Mi próximo objetivo es calificar para la Maratón de Boston, y sueño con hacer una competencia Ironman. Nunca quiero dejar de empujarme físicamente. Sigo blogueando Me gusta leer mis publicaciones más antiguas y reflexionar sobre todo lo que he pasado. Me siento bien sabiendo que puedo ayudar o inspirar a otras personas. Cuando me miro en el espejo, sonrío ante mi reflejo. Tomó mucho trabajo, pero la recompensa valió la pena. Después de todos estos años, encontré un atleta dentro de mí..

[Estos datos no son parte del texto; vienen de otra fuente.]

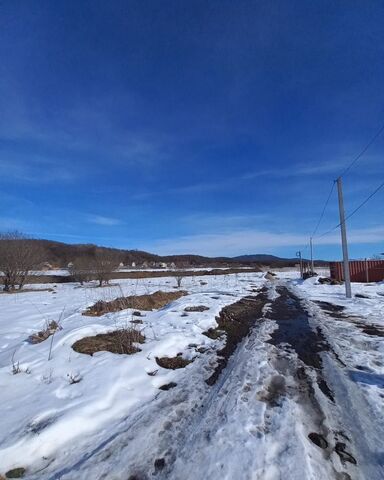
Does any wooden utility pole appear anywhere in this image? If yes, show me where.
[337,177,352,298]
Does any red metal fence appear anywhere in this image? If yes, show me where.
[329,260,384,282]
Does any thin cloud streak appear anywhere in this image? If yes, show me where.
[146,227,384,256]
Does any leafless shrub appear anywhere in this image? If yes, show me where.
[12,350,31,375]
[174,273,184,288]
[92,249,120,287]
[41,368,53,385]
[0,231,43,292]
[67,372,83,385]
[68,257,94,285]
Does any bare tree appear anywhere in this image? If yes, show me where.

Lo que Magda aprendió a hacer

  • Mantener la creación de incentivos.. “No quería caer en viejos hábitos después de mi carrera de 10 millas, así que me inscribí en una media maratón antes del día de la carrera”.
  • Plan para el exito. “Si no se planea, se planea fallar. Debe planificar sus comidas y entrenamientos, y debe cumplir con sus planes lo más cerca posible. Si permitiera que cada reunión del almuerzo o una fiesta en la oficina interfiera, nunca lo haría. han alcanzado mis metas “.
  • Comience cada día fresco. “Todos somos humanos y todos vamos a tener errores, y eso está bien. En lugar de insistir en ellos, avancemos y aprovechemos la oportunidad que existe con cada nuevo entrenamiento y comida”.
  • NO ESTRESAR EN LA ESCALA. “Hay mayores indicadores de éxito que un número en una escala. No perdí ni una libra en mi primer mes de comer mejor, pero me sentí más feliz y con más energía. Y aunque no bajé 31 libras antes de cumplir 31 años, Estaba entrenando para correr 10 millas, ¡lo cual era enorme! “
  • VIVE EN SÍ MISMO. “Soy una prueba viviente: con fe y disciplina, puedes lograr lo que te propongas”.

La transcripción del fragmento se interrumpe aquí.